Sempra has a brand new CEO in Jeffrey Martin, who was promoted May 1 after holding several leadership positions in Sempra Energy, San Diego Gas & Electric Co. as well as Sempra U.S. Gas & Power. He succeeded Debra Reed, who plans to remain chairman until December.

The activist shareholders said they recently worked with two other companies in the utility industry, NRG Energy Inc. (NYSE: NRG) and FirstEnergy Corp. (NYSE: FE), to get better shareholder returns. The review created “more focused companies,” the investors said.

A specially formed committee should undertake a top-to-bottom review of Sempra’s business, Elliott and Bluescape said.

San Diego-based Sempra is parent to San Diego Gas & Electric and Southern California Gas Co. It has a variety of other energy businesses which operate nationally and internationally.

After initial research, the activists suggested that Sempra hold on to its U.S. utilities while spinning off its liquefied natural gas business to shareholders. The spin-off would include Sempra’s interests in Cameron LNG and Port Arthur LNG.

They also suggest the corporation divest itself of the Sempra Renewables unit as well as its foreign holdings, namely IEnova in Mexico, Chilquinta Energia in Chile, and Luz del Sur in Peru.

In addition, they call on Sempra to reduce its debt.

Elliott and Bluescape make their case for change at Sempra on the website SustainableSempra.com.

“Despite the attractive characteristics of its businesses, Sempra shares are deeply undervalued by the market,” the investment firms said in a letter to the Sempra board.

“In our view, this persistent and substantial undervaluation stems from a focus on sheer size that has permeated management and board thinking. This has led to the creation of a conglomerate structure consisting of disparate businesses grouped together with no compelling strategic or financial rationale. The resulting complexity and management and board detachment has introduced numerous risks for all key stakeholders.”

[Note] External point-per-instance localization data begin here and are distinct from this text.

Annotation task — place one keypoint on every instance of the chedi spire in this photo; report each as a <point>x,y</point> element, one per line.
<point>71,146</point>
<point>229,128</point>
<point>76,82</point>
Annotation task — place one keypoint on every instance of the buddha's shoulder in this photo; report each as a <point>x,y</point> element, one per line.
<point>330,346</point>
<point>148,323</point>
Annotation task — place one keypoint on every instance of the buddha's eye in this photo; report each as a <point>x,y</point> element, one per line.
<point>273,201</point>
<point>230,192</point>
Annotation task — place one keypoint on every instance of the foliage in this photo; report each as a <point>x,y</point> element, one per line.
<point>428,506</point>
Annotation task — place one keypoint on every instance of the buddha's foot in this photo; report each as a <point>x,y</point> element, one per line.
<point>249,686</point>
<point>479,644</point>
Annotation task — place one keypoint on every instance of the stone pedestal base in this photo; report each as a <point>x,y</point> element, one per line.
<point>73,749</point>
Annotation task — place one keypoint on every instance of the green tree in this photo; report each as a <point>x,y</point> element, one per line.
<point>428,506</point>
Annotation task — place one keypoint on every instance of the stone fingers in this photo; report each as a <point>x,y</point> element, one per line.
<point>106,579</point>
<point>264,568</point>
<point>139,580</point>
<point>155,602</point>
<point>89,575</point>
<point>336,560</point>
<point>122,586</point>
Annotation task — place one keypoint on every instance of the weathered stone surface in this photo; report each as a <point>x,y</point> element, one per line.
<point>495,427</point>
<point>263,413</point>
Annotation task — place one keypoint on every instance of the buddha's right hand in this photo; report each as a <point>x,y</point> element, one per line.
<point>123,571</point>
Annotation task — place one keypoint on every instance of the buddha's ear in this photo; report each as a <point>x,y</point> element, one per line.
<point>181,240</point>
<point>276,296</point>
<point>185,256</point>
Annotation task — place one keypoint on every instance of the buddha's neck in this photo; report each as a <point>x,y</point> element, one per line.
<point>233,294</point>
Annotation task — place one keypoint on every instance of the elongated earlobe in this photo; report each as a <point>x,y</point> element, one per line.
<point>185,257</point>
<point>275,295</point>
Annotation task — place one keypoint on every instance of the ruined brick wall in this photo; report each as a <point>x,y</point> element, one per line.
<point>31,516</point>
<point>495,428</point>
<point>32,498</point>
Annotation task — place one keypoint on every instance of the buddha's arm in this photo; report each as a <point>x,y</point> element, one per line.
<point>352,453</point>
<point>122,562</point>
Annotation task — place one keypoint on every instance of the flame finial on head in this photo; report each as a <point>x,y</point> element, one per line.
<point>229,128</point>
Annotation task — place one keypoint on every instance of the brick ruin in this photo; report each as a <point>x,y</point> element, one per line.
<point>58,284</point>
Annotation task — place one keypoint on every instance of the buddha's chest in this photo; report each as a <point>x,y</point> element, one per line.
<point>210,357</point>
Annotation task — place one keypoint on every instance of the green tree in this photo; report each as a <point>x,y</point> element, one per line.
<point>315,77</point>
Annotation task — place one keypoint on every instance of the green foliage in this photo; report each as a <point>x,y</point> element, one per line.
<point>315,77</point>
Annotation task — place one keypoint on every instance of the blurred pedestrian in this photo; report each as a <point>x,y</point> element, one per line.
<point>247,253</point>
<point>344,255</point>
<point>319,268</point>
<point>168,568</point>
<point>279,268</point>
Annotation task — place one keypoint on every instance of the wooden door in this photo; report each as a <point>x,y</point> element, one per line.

In a more detailed presentation, the two investment firms said the recent natural gas leak at SoCalGas’ Aliso Canyon storage facility near Los Angeles is “an example of ‘eye off the ball’ mismanagement of core operations.”

Paul Singer founded and runs Elliott Management. The firm recently got involved in Qualcomm Inc.’s bid for NXP Semiconductors N.V. In December, Elliott made the case that Qualcomm’s bid for NXP was too low, given NXP’s potential as a maker of automotive and industrial semiconductors. Qualcomm (Nasdaq: QCOM) increased its bid for NXP (Nasdaq: NXPI), which still awaits the approval of Chinese regulators as of this deadline.

Bluescape describes itself as a private investment firm focused on value-oriented investments in the upstream oil and gas and power industries.

“Despite SRE’s recent interest in selling assets, we largely see the idea of divesting/spinning everything but the utilities as the polar opposite of the intended direction of new management,” J.P. Morgan’s Turnure said in his June 11 note.

Turnure lowered his price target from $105 to $103 per share.

Evercore ISI analyst Greg Gordon raised his price target on Sempra from $117 to $130 per share.

“Our updated $130/share 12-month target price presumes that SRE will ultimately engage with these investors” and that will increase the value of the company, he wrote.